An unfaithful wife encounters her dead lover, who is trying
to escape from the sadomasochistic hell of the cenobites.
Written and Directed by Clive Barker
Starring Andrew Robinson, Claire Higgins, Ashley Laurence,
Sean Chapman, Doug Bradley, Oliver Smith
Based on the novella The Hellbound Heart by Clive Barker
Hellraiser is a very disturbing film. It takes a certain dedicated horror-driven mind to even put this movie on. No casual movie fan is grabbing Hellraiser for a fun Friday night (hopefully). That being said, the film has aged surprisingly well and despite a lot of unanswered questions, I found myself really into it. I had first seen the film when I was younger, and it freaked me out so much that I wasn't paying any attention to the story. This time around, I was engaged and intrigued. I wonder what that says about me.

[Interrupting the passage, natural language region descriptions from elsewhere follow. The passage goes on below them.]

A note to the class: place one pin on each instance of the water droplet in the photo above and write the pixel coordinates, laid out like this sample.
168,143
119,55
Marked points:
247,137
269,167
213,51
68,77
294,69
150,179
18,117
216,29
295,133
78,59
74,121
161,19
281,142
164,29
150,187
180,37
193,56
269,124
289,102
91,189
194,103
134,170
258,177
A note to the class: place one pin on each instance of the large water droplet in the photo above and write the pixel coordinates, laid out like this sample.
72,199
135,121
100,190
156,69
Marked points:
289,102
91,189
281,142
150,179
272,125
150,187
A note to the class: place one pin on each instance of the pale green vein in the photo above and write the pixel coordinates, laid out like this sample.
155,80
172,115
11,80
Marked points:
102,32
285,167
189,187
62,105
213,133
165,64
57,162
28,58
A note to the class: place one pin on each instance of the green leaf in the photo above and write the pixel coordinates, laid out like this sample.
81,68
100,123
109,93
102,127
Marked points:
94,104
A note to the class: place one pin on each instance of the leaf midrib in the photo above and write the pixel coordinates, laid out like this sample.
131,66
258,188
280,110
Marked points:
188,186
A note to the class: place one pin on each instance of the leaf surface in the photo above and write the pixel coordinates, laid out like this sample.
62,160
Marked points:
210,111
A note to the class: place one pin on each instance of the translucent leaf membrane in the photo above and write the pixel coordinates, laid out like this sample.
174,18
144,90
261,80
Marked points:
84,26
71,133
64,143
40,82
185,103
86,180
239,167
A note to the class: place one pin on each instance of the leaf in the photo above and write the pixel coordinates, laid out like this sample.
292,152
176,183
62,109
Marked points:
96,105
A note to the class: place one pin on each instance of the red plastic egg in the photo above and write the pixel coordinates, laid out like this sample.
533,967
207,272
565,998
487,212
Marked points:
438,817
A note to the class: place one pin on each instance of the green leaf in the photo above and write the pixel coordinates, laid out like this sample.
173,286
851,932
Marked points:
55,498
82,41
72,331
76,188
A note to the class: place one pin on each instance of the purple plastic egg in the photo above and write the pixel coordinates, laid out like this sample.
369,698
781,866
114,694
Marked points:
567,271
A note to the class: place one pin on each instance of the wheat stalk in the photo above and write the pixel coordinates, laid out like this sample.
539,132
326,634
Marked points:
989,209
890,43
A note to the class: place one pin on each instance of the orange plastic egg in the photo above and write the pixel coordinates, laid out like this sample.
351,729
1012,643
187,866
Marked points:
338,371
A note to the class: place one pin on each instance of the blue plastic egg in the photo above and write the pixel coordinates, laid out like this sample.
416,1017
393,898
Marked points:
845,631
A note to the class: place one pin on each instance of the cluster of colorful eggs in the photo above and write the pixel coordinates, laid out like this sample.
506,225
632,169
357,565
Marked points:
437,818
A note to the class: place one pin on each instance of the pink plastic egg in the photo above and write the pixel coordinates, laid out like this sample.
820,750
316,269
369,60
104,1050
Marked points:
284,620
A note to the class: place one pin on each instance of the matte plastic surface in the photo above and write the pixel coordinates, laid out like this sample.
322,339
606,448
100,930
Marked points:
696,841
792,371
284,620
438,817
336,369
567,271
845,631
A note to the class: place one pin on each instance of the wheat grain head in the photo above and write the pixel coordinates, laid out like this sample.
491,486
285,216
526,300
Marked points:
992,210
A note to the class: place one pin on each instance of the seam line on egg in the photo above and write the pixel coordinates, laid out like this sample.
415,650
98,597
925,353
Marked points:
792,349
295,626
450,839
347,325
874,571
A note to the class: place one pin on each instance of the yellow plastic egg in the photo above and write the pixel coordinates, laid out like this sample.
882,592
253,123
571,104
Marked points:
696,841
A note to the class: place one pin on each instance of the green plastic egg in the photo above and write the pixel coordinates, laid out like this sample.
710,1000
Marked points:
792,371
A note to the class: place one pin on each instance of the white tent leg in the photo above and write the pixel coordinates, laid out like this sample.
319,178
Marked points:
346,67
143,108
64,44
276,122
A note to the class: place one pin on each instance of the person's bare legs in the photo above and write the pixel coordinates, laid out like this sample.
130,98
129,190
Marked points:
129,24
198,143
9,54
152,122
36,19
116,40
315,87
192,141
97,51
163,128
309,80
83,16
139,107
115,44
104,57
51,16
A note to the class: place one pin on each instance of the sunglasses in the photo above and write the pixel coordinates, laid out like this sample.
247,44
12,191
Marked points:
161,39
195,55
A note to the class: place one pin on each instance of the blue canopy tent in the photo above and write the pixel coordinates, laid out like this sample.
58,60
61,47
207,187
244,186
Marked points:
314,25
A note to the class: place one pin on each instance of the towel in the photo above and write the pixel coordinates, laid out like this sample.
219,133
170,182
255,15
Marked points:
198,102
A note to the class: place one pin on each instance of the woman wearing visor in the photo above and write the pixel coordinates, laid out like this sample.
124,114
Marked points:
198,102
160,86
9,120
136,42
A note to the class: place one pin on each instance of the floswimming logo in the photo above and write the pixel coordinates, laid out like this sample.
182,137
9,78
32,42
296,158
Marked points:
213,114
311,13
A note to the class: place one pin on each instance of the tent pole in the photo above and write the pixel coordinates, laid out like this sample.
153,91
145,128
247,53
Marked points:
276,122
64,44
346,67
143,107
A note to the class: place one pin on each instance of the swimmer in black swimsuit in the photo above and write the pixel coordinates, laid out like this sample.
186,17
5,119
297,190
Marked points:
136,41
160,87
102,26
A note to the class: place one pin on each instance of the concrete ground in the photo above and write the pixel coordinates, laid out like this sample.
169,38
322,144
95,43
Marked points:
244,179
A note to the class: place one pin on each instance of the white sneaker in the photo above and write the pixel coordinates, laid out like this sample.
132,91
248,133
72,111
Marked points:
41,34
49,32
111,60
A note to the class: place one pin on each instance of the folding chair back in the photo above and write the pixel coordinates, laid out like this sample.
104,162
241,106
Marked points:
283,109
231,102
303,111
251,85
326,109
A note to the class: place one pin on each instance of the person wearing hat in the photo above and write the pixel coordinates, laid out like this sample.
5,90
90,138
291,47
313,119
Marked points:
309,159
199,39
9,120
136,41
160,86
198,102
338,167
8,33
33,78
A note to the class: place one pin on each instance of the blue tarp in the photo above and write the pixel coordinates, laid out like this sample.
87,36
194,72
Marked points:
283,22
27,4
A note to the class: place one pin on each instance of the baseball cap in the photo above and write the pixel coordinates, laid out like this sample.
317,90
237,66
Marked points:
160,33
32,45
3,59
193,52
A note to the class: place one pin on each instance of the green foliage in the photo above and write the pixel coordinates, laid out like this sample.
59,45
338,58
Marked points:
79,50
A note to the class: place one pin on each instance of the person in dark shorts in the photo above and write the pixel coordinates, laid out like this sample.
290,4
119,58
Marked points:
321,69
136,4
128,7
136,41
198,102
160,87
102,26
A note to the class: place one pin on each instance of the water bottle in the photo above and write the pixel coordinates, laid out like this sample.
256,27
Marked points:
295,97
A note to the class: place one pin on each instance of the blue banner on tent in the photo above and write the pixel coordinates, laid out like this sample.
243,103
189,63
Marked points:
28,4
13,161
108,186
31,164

Meet Larry (Robinson) and Julia Cotton (Higgins), a couple who moves into a new home that was once occupied by Larry's criminal brother Frank (Chapman). Frank is a piece of shit who disappeared when he solves the Lament Configuration, a demonic puzzle box that opens a portal to the cenobites. Now, these nasty fucks are a quartet of demonic angels led by the sadistic Pinhead (Bradley, in a career-defining role he will never escape from). The cenobites killed Frank, but somehow he came back to life and is hiding from them. When Larry's daughter Kirsty (Laurence) solves the box, she is targeted by Pinhead and his crew and makes a deal to deliver Frank to them in exchange for leniency. Amidst all this are frightful visuals, a decent story, and a sadomasochistic horror that really makes you question Clive Barker's mental state. Pleasure is pain, demons are angels, and a franchise is born.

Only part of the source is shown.